Dans un deuxième temps, une deuxième lecture à plusieurs voix a permis de découvrir La lumière du monde, une série de textes sur l’écriture, et le rapport de Christian Bobin avec les auteurs qu’il a aimés. Il y a ainsi de beaux passages très élogieux sur Émily Dickinson, lus par Éric « Ériciel » Dubois.

Les « Mots à la bouche » lisent la peur
Après une courte pause, place aux lecteurs des « Mots à la bouche », qui ont proposé une série de textes sur le thème de la peur, entrecoupés de notes d’orgue de barbarie. Le texte d’ouverture m’a beaucoup séduit car il était très drôle, il s’agissait de « La peur » de Jean-Michel Ribes. Nous avons entendu aussi un extrait du Horla de Maupassant, du Lambeau de Philippe Lançon (sur la tuerie de Charlie Hebdo), du Journal d’Anne Franck, de La Chatte de Colette, d’Alex de Pierre Lemaître. J’ai beaucoup aimé le texte de clôture sur la rivière qui devient océan, par Khalil Gibran, où la peur surmontée laisse place à la sérénité.

Cette série de textes sur la peur ne constitue en réalité que la moitié d’un programme qui sera présenté dans son intégralité le 14 avril à l’Espace Magnan. Dès le 10 février, toujours à l’Espace Magnan, vous pourrez assister à une lecture « Poésie du voyage ». D’autres événements sont prévus au mois de mars, à retrouver sur le site de l’association.
Les événements à venir de « Jeudi des mots »

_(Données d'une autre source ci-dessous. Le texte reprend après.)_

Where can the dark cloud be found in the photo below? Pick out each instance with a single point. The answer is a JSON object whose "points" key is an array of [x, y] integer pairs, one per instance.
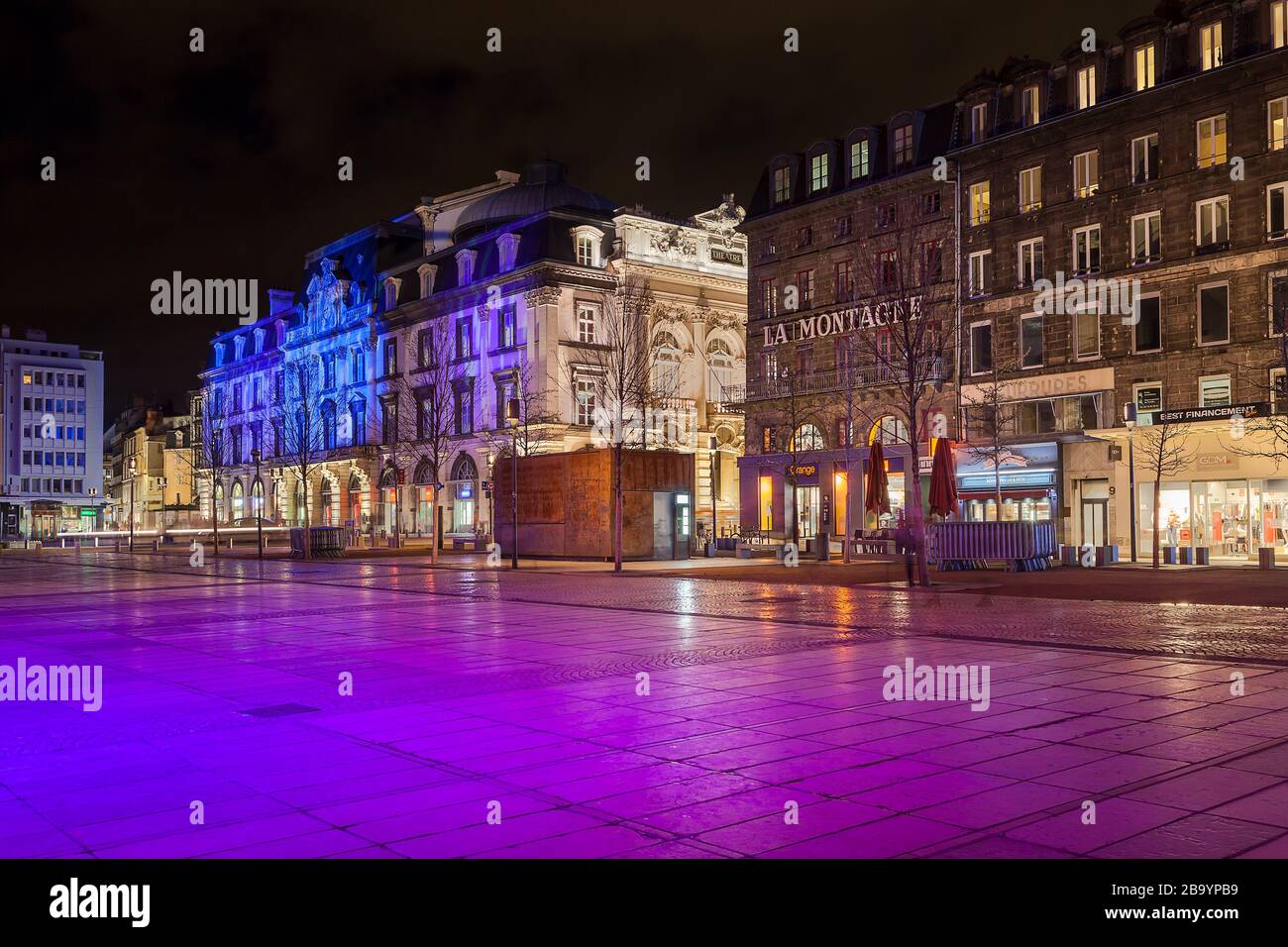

- Sur « Jeudidesmots.com », une anthologie numérique intitulée « Cheveux aux vents » prise de position en faveur des femmes iraniennes en lutte contre le voile et le régime autoritaire de leur pays.
- Le 4 février, il y aura une présentation, aux Diables Bleus, par un groupe féministe, du recueil « Brûler » de Nicole Narki Nal, membre des « Jeudis des mots » récemment décédée.
- En février, il y aura aussi la publication de la revue de Patrick Joquel, Cairns, qui sera présentée avec l’anthologie de « Jeudi des mots » sur les Frontières, dans le cadre du Printemps des Poètes, au mois de mars.
- En février, « Jeudi des mots » invitera Béatrice Machet, poétesse, performeuse et traductrice, passeuse de poèmes amérindiens. À la suite se tiendra une scène ouverte pour quiconque souhaite présenter des textes sur la multiplicité et les couleurs du monde.
- En mars, « Jeudi des mots » exposera ses poèmes à la bibliothèque de Vieux-Habitants, charmante bourgade côtière de Guadeloupe où je suis déjà passé.
- En juin, « Jeudi des mots » sera présent au Marché de la Poésie à Paris, et en juillet au festival « Voix vives » de Sète.